Right. The use case I had in mind for electric cars was the standard "You see someone walking by the edge of the street; are they going to step out into the street or not? It depends on e.g. which way they are facing, whether they just dropped something into the street, ... etc." That seems like something where pixel-based image prediction would be superior to e.g. classifying the entity as a pedestrian and then adding a pedestrian token to your 3D model of your enviornment.

A possible example of the Ernest Rutherford effect (respected scientist says a thing isn't going to happen and then the next day it does), Stuart Russell speaking in a recent podcast

Deep learning systems are needing, even for these relatively simple concepts, thousands, tens of thousands, millions of examples, and the idea within deep learning seems to be that well, the way we’re going to scale up to more complicated things like learning how to write an email to ask for a job, is that we’ll just have billions or trillions of examples, and then we’ll be able to learn really, really complicated concepts. But of course the universe just doesn’t contain enough data for the machine to learn direct mappings from perceptual inputs or really actually perceptual input history. So imagine your entire video record of your life, and that feeds into the decision about what to do next, and you have to learn that mapping as a supervised learning problem. It’s not even funny how unfeasible that is. The longer the deep learning community persists in this, the worse the pain is going to be when their heads bang into the wall.

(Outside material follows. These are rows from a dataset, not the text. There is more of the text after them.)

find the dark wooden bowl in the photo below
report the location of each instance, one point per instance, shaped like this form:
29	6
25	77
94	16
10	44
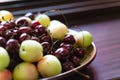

I could be wrong but GPT3 probably could write a passable job application letter

For kicks, I wrote a job application prompt for GPT-3. Here's the result: https://pastebin.com/BQDnqqjd (I suspect P&G will be hiring the first candidate - but you miss 100% of the shots you don't take!).

Hilarious.

I also worked for a day as a cashier at a grocery store.

Wow, this is really good and really funny! I don't know if it counts as knowing how to write an email to ask for a job. On the one hand it knows like 99% of it... but on the other hand even the first letter comes across as immature.

True, but it's not like I wrote a very serious, mature prompt either; real job ads are much more boring and jargony. (I could try harder but my poetry explorations are more interesting to me.) I suspect that with that prompt, it creates a humorous storytelling frame and thus I am tapping into the fiction-writing skills as well: the genre of fake job application letter does exist, and sounds a lot like the second letter (eg Joey Comeau's Overqualified).

It's not clear to me that Stuart was saying we won't be able to use deep learning to write a job application letter--rather, perhaps he just meant that deep learning folks typically seem to think that we'll be able to do this via supervised learning, but they are wrong because we'll never have enough data. Idk. You might be right.